I will tell you the story that was finally told, that was finally accepted by all the gossips of British Mayapore as the unpalatable truth. You do not have to look far for its source of origin. No farther I think than to Mr Merrick. She had gone, they said, to Bibighar because Kumar had asked her to. Anyone could see the kind of boy Kumar was. The worst type of educated black. Vain, arrogant, puffed-up. Only by consorting with a white woman could his vanity be satisfied. And only a plain girl like Daphne Manners could ever have been inveigled into such an association. So confident did he become she would do anything he asked that he sometimes had the nerve to keep away from her for days, even weeks, at a time, the nerve to arrange a meeting and not turn up, to quarrel publicly with her, to humiliate her. And would then allow her the pleasure of being with him again for an hour or two. And all the time planning the biggest humiliation of all, which coincided, in all likelihood not by chance, with the time chosen by those Indians who thought to show the English who was master. For days before the planned uprising he kept away from her, working her to a fever pitch of desire for him, then sent her a message to meet him in the Bibighar.
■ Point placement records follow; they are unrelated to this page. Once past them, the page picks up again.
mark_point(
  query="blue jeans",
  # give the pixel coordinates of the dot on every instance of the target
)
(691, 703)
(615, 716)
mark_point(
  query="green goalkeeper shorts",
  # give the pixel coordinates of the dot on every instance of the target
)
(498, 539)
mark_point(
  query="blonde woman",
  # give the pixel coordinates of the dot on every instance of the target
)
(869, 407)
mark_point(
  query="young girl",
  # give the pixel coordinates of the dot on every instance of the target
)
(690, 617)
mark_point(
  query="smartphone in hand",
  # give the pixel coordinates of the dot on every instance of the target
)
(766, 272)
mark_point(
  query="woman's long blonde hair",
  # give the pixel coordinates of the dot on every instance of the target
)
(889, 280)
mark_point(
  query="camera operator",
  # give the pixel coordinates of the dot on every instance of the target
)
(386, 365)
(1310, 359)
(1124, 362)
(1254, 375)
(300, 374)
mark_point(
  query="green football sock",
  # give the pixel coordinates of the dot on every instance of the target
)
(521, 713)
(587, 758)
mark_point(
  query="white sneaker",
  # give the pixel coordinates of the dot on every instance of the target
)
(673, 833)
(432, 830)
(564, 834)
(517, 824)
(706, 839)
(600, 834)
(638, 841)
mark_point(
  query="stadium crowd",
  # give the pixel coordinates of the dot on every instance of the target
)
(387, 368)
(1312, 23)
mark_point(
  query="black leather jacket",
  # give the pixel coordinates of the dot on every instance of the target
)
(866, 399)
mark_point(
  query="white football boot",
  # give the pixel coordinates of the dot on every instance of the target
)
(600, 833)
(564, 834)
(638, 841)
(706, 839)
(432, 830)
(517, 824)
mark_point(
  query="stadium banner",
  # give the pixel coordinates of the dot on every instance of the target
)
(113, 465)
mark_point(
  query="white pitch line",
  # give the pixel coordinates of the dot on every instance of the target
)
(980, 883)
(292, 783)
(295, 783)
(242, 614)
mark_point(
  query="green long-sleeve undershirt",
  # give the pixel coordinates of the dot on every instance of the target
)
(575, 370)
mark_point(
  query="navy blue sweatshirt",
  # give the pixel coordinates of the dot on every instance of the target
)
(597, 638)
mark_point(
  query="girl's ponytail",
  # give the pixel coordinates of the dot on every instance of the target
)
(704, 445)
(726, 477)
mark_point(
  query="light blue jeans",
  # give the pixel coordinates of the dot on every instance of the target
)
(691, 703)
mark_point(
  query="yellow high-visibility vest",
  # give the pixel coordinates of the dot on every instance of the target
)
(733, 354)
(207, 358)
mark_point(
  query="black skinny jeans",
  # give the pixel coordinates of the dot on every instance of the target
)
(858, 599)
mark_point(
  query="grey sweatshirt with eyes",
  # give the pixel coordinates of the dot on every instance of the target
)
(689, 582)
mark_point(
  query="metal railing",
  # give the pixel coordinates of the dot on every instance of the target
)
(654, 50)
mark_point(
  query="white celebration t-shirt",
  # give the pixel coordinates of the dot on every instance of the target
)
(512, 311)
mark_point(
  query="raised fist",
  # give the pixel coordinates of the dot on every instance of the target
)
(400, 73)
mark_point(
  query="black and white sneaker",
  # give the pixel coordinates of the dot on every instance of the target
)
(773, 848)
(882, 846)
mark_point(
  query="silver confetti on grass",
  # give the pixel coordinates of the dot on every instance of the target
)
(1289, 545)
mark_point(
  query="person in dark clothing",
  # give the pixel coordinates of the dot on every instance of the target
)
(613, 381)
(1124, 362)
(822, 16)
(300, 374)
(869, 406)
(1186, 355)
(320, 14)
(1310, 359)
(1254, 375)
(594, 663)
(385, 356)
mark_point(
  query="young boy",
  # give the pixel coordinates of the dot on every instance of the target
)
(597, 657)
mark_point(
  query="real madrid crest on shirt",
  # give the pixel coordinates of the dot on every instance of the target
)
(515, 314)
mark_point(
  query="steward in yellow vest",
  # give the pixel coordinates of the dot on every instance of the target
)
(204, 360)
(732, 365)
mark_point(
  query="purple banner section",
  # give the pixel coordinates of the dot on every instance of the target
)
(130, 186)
She flew to the rendezvous and found not only Kumar but a gang of toughs who then one by one systematically raped her. It was her shame and humiliation that made her keep silent. What English girl would want to admit the truth of a thing like that? But young Kumar was not as clever as he thought. That kind of so-called educated Indian never was. So arrogant and stupid had he become that he stole her bicycle and hadn’t the common sense to leave it even a short distance from his own house. Perhaps he thought it didn’t matter because by morning he expected the British would all be fighting for their lives. For one other thing was certain. A vain boy like that, for all his so-called English ways, was almost certainly playing a treacherous part in the uprising. Ah no, waste no pity on young Kumar. Whatever he got while in the hands of the police he deserved. And waste no pity on her either. She also got what she deserved.